Eso dice Alessandro Baricco en su libro Los bárbaros, ensayo sobre la mutación. Escrito como colaboraciones semanales en La Repubbilica, el libro de Baricco quiere dar cuenta de las formas culturales más recientes, las de quienes, como cantó alguna vez Devo, podríamos llamar post-post-modernos (o multiplicar el post cuantas veces sea necesario). El escalador que le encuentra uso a los ornamentos de una fachada en el aforismo que probablemente escribiera Karl Kraus, puede hacernos pensar en Alain Robert, el Spiderman francés. Robert nació el 7 da agosto de 1962. De escalar muros de roca pasó, en 1994, a escalar edificios y monumentos en la ciudad. Le parecía más atractivo por varias razones. Primero, aunque sufrió una fuerte caída que lo dejó en coma por seis días al caer escalando una roca en 1982, piensa que ese deporte se ha vuelto demasiado seguro. A los patrocinadores no les conviene, dice, que quienes lo practican se accidenten o se maten. La escalada urbana le parece más riesgosa. Aunque, por otro lado, mejor pagada. En una entrevista del 2006, Robert dijo que le llegaban a pagar 50 mil dólares por escalar un edificio. Sólo en esos casos usa algún tipo de protección, por exigencia de sus patrocinadores. Normalmente asciende libremente. Desde la caída de 1982, tiene problemas con las rodillas y ha llegado a tener ataques epilépticos. Eso lo acredita para tener una pensión que no ha reclamado —excepto por la tarjeta que le permite usar los lugares especiales para estacionarse. Asume que sería extraño cobrar una pensión como discapacitado y cobrar 50 mil dólares por escalar un edificio de cincuenta o sesenta niveles. Entre muchos edificios, en París ha escalado la Torre Eiffel y la Torre Montparnasse, el Arco de la Defensa y la Pirámide del Louvre. En Nueva York lo ha hecho con el Puente de Brooklyn y el Empire State. También ha subido por las fachadas de las Petronas en Kuala Lumpur y del Burj Khalifa, en Dubai. Su más reciente escalada fue la torre Cayan, también en Dubai, en abril de este año.
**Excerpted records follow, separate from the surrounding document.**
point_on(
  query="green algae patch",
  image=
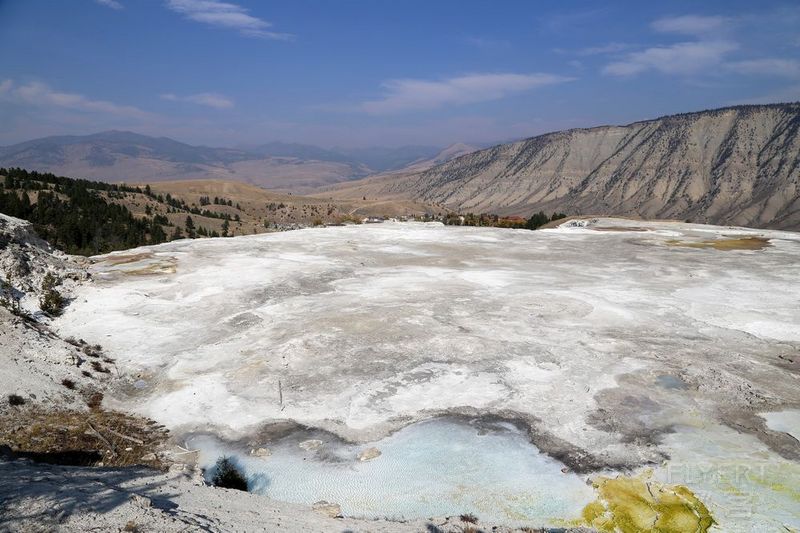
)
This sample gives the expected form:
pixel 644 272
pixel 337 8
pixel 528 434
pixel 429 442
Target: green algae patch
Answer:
pixel 739 243
pixel 635 504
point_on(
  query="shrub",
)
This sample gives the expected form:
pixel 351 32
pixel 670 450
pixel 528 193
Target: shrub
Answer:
pixel 15 400
pixel 51 301
pixel 94 400
pixel 228 476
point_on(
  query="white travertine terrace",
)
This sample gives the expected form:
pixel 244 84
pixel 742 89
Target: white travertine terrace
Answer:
pixel 608 338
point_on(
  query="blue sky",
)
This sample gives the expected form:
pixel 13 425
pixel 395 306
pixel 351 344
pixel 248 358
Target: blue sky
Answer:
pixel 380 72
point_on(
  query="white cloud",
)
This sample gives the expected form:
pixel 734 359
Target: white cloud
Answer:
pixel 680 58
pixel 487 44
pixel 411 94
pixel 113 4
pixel 691 24
pixel 788 68
pixel 39 94
pixel 786 94
pixel 610 48
pixel 214 100
pixel 226 15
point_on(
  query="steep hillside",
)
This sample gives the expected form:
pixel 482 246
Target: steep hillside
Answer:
pixel 737 165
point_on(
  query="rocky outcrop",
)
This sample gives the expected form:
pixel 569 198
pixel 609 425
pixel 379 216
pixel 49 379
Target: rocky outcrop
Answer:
pixel 737 165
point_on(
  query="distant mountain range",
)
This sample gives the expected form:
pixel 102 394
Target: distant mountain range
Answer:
pixel 125 156
pixel 736 165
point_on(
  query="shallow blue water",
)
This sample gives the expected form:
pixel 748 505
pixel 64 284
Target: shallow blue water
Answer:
pixel 433 468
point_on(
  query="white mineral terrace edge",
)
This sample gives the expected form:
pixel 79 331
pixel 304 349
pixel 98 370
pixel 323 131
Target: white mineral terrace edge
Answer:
pixel 621 345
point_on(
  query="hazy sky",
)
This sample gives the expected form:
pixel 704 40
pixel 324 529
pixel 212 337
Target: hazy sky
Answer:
pixel 380 72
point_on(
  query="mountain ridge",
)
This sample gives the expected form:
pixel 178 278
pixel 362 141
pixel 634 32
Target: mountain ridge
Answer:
pixel 119 155
pixel 733 165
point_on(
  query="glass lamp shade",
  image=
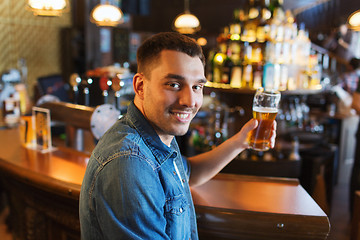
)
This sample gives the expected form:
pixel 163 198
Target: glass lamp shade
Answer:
pixel 354 21
pixel 47 7
pixel 186 23
pixel 106 15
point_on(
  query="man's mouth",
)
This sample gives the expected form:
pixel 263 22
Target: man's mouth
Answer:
pixel 182 116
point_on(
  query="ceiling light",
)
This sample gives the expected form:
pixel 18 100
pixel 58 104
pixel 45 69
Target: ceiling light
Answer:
pixel 47 7
pixel 354 21
pixel 106 15
pixel 186 23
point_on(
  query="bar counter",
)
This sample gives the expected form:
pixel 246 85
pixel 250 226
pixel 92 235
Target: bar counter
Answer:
pixel 43 191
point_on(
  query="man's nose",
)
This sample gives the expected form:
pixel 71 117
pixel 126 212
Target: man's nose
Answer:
pixel 187 97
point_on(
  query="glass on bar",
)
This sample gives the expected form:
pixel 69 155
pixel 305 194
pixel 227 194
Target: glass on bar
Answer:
pixel 265 108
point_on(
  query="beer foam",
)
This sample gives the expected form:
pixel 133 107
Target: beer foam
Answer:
pixel 265 110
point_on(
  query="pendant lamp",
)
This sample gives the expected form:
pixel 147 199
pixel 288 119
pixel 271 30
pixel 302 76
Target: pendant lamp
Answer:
pixel 353 21
pixel 106 15
pixel 186 23
pixel 49 8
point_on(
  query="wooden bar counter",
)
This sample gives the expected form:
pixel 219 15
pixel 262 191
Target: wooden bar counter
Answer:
pixel 43 191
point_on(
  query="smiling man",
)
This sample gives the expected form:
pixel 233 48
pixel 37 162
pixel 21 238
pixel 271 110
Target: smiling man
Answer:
pixel 137 183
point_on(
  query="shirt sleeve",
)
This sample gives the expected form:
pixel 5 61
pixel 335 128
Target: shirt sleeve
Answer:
pixel 187 167
pixel 358 87
pixel 129 201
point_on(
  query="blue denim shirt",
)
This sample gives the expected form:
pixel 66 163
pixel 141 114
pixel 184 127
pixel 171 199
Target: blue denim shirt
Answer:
pixel 131 188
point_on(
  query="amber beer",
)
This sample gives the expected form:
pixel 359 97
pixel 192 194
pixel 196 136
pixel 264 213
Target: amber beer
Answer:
pixel 265 109
pixel 259 138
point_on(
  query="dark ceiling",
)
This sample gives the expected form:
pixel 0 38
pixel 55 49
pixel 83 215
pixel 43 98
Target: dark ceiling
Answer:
pixel 321 15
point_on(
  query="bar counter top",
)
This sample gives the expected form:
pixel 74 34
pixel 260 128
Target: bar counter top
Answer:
pixel 43 189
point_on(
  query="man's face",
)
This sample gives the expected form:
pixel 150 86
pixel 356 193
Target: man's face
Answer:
pixel 173 93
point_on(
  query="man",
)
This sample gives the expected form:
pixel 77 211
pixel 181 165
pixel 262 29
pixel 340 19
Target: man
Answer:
pixel 136 185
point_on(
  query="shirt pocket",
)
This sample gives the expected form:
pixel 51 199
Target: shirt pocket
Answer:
pixel 176 205
pixel 177 218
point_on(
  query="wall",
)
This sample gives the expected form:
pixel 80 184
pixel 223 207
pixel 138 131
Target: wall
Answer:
pixel 36 39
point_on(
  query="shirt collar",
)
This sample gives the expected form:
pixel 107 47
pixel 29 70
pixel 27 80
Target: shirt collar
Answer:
pixel 151 138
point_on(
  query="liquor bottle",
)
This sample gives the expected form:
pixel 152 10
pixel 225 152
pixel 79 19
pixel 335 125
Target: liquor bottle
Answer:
pixel 247 78
pixel 227 68
pixel 325 73
pixel 247 71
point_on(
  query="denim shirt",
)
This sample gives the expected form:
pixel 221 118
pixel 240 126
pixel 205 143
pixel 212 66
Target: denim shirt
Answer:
pixel 131 188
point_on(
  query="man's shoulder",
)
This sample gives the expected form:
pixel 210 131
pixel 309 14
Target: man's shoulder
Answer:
pixel 121 141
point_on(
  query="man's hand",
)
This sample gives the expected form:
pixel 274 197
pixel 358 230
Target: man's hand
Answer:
pixel 241 136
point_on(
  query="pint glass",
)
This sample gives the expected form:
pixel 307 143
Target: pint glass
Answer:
pixel 265 108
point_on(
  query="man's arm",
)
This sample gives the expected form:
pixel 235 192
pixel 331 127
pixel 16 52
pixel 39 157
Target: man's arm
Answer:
pixel 356 99
pixel 130 201
pixel 206 165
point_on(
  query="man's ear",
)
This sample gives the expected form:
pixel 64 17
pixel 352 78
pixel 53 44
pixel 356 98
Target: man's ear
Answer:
pixel 138 84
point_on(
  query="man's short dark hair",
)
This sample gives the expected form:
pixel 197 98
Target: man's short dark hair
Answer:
pixel 151 48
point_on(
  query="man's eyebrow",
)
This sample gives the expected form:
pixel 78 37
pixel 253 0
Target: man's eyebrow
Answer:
pixel 180 77
pixel 174 76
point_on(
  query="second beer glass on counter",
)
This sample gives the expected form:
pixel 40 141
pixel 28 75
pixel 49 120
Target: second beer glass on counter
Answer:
pixel 265 108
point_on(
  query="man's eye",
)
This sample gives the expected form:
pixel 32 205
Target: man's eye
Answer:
pixel 174 85
pixel 198 87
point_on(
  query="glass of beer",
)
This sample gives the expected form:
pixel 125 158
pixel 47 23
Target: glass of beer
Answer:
pixel 265 108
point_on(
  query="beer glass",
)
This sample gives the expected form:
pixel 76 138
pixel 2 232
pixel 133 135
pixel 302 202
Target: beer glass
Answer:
pixel 265 108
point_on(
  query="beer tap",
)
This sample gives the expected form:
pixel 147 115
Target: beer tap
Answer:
pixel 105 83
pixel 74 81
pixel 87 84
pixel 117 85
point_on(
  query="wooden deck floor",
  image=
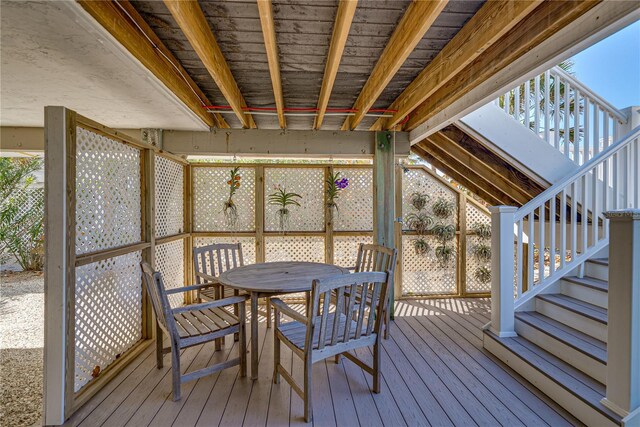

La idea de que alguien encuentre utilidad en el ornamento de una fachada para escalarla, resulta sugerente si realmente fuera un aforismo de Kraus, amigo de Adolf Loos y quien, ya se sabe, encontraba superfluo cualquier ornamento. El escalador —que para Baricco sirve como imagen para el bárbaro, el que viene desde afuera hacia nuestra cultura— encuentra una manera de subvertir el orden simbólico del ornamento superfluo como el puritanismo moderno que propone evitarlo y lo clasifica —no sólo por razones estéticas, es cierto— como un delito. Estos barbaros de Baricco algo le deben —como el mismo explica en sus ensayos— al concepto de barbarie que elaboró Benjamin: una nueva barbarie:

¿Barbarie? Lo decimos para introducir un concepto nuevo, positivo de barbarie. ¿A dónde le lleva al bárbaro la pobreza de experiencia? Le lleva a comenzar desde el principio; a empezar de nuevo; a pasárselas con poco; a construir desde poquísimo y sin mirar ni a diestra ni a siniestra.

Lo lleva, pues, a usar —abusar, incluso— de aquél ornamento que el moderno, cultivado al fin de cuentas, quería borrar por saberlo inútil en sus propios términos. Por supuesto, el aforismo atribuido por Baricco a Krauss y las hazañas de Robert no disculpan cualquier absurdo. Mientras uno no esté colgado, sin cuerdas ni arneses, de la fachada del piso 50 de un edificio, cualquier ornamento sigue siendo delito.